# Von Neumann regular rings and its ideals

Let R be a strongly regular Von Neumann ring, this is, that for every $$r \in R$$ there exists $$x \in R$$ such that $$r^2x=r$$. From here, how to prove that $$R$$ is strongly Von Neumann regular if and only if every principal ideal $$I$$ of $$R$$ is generated by an idempotent element? If the ring were to be commutative, then the element $$rx$$ would be idempotent because $$(rx)^2=r(xr)x=r(rx)x=(rr)xx=r^2xx=rx$$, and proving the statement from here is rather simple. But I am unable to find a way that does not require commutativity. Any help is apreciated, thaks in advance.

• $r^2 x = r$ implies $r(r-rxr) = (r-r^2x)r = 0$, so $(r-rxr)^2=0$, and $r = rxr$, since the ring is reduced. (See this in M. P. Drazin, "Rings with Central Idempotent or Nilpotent Elements" (1956), just before Theorem 7.) Commented May 20 at 15:06

I will use abbreviations VNR and SVNR for brevity.

how to prove that $$R$$ is strongly Von Neumann regular if and only if every principal ideal $$I$$ of $$R$$ is generated by an idempotent element?

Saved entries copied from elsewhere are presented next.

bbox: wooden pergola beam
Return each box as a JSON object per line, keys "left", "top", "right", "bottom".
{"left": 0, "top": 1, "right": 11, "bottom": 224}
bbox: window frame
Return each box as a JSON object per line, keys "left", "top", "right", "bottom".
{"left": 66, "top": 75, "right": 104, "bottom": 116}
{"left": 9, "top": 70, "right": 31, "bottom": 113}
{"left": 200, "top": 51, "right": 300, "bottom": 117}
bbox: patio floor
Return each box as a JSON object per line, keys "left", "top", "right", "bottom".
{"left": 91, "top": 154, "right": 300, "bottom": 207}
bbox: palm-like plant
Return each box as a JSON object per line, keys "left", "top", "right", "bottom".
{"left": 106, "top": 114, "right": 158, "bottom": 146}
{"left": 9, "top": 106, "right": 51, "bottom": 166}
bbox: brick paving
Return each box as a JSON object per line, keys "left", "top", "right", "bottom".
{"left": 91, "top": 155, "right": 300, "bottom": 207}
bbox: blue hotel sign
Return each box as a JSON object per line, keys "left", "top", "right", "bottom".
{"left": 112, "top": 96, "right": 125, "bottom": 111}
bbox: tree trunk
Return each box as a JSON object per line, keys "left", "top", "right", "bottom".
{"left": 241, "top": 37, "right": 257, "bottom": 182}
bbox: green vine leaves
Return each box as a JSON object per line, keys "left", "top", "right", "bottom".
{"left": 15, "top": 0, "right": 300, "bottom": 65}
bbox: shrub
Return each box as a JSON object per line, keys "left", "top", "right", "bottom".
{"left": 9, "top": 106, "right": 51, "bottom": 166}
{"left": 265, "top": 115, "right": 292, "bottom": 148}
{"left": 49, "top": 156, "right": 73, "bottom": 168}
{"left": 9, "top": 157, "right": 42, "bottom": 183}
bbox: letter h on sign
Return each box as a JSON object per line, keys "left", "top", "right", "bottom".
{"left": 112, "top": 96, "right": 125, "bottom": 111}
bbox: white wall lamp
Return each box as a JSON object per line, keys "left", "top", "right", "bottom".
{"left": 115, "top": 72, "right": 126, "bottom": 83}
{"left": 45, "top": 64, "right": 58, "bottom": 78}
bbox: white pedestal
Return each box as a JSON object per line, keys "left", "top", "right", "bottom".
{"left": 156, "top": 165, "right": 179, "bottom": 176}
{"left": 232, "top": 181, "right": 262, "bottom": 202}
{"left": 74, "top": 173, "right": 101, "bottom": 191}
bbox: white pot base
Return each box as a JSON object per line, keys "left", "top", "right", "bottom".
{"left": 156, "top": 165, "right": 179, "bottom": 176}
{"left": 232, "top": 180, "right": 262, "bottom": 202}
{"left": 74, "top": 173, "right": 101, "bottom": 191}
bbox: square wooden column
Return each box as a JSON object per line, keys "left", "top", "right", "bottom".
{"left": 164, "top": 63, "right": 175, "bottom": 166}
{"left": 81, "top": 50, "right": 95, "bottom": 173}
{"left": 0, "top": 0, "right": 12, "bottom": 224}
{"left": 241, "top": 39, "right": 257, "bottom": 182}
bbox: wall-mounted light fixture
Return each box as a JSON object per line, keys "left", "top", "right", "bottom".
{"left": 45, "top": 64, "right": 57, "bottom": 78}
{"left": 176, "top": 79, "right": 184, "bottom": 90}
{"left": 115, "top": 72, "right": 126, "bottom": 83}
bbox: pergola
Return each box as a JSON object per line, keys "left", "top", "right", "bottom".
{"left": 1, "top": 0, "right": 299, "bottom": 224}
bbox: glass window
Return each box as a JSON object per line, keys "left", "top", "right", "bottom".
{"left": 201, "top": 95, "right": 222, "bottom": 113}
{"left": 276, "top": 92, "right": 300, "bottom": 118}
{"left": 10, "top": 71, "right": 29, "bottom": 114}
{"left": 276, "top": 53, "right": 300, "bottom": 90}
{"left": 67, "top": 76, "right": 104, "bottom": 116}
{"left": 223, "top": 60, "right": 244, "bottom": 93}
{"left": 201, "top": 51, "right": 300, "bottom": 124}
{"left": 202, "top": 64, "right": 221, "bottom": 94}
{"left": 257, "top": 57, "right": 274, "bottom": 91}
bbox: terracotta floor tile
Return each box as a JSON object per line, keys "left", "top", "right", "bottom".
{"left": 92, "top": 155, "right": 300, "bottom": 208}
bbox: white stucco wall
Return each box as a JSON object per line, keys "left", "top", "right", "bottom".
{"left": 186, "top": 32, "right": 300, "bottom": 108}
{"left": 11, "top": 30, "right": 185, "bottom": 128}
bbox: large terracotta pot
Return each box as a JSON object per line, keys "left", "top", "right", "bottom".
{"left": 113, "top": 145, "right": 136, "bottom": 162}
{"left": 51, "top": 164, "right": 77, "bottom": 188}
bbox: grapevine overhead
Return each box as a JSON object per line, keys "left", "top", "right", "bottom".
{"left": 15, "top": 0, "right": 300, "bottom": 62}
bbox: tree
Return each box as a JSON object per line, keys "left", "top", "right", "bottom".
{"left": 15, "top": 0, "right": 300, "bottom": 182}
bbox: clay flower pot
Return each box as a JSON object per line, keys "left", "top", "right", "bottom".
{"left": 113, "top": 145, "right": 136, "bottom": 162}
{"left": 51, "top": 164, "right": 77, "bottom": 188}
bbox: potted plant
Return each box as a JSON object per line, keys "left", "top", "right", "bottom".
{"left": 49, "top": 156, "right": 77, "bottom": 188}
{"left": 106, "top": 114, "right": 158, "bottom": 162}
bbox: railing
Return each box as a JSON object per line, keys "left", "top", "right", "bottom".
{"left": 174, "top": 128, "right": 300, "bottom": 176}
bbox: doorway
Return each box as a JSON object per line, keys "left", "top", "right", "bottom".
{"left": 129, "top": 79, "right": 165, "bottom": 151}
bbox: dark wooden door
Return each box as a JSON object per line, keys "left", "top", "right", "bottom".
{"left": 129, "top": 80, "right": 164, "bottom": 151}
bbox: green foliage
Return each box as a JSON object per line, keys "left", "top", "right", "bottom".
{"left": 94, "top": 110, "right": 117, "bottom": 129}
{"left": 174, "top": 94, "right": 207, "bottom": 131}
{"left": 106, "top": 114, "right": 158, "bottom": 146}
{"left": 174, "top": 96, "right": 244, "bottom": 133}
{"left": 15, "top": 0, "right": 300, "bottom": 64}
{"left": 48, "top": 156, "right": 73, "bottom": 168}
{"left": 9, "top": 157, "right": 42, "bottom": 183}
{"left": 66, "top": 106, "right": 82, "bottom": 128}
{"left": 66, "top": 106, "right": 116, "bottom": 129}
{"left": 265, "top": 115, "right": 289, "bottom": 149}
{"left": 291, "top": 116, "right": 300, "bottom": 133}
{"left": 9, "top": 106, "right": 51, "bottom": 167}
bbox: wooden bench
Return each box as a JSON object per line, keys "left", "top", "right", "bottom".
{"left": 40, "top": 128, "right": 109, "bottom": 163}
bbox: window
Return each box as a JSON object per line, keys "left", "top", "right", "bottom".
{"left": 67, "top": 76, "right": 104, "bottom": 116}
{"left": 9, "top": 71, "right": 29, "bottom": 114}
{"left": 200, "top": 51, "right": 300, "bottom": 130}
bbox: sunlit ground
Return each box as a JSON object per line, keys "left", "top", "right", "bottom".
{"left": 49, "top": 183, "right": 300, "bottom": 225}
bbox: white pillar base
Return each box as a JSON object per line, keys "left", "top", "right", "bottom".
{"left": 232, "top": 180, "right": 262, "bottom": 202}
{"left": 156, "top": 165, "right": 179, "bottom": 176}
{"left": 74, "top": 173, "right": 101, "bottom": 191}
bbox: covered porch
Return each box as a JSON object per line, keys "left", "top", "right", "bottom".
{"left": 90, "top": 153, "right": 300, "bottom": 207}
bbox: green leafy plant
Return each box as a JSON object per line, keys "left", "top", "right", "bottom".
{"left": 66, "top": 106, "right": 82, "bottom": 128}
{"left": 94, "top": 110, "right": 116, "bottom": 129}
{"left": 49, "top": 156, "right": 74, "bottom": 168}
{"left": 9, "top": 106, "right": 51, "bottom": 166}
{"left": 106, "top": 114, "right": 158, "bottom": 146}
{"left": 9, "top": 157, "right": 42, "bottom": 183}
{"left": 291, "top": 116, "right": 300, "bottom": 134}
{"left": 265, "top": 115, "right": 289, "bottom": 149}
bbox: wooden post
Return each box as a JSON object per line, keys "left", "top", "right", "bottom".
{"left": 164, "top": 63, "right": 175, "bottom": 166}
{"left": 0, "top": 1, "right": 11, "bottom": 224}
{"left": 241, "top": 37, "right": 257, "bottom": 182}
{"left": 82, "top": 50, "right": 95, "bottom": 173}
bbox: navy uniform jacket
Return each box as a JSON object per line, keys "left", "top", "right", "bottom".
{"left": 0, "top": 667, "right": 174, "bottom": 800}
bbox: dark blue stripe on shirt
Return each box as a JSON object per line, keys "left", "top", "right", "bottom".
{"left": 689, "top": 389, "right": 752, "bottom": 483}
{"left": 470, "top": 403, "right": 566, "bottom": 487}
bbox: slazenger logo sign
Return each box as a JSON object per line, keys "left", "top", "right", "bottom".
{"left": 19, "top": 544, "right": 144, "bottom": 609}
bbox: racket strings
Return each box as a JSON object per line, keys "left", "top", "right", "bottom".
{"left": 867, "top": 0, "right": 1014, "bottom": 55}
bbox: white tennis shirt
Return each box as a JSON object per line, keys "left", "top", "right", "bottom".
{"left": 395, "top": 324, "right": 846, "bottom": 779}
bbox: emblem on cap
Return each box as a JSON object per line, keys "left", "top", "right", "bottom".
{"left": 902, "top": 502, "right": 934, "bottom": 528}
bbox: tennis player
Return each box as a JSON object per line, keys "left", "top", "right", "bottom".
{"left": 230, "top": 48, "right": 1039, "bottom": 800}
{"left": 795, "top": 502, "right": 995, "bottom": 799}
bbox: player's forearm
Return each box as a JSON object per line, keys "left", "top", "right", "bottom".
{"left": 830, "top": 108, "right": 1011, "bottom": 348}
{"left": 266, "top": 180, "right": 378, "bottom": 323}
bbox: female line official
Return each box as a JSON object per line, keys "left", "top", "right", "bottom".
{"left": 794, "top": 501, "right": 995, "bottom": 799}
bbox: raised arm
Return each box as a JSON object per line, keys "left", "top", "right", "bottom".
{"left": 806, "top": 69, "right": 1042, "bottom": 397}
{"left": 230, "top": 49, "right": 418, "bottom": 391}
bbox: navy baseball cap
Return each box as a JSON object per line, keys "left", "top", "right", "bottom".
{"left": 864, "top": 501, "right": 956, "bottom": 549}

As far as I can interpret this, it does not sound correct. A ring is VNR iff every principal right ideal is a summand, i.e. generated by an idempotent. So the "if" statement here is false, but the "only if" part is true.

So I suspect you meant the "only if" part here, or in other words

How to prove that SVNR implies VNR?

Then one can approach this by observing first that SVNR $$\implies$$ reduced (no nonzero nilpotents, equivalent, nothing nonzero squares to zero.) If anything satisfies $$r^2=0$$, then $$r=0$$ using that equation.

Secondly then, if you have $$x$$ such that $$r^2x=r$$, then fortuitously it also occurs that $$rxr=r$$. For, $$(rxr-r)^2=rxrrxr-rxrr-rrxr+r^2=rxrr-rxrr-r^2+r^2=0$$ by using the reduction $$r^2x=r$$. That means $$rxr-r$$ is nilpotent, and as we know then it must be $$0$$. Hence, $$rxr=r$$.

So it is useful to remember that VNR+reduced = SVNR. Another useful characterization is that VNR+Abelian=SVNR, where "Abelian" means that all idempotents are central.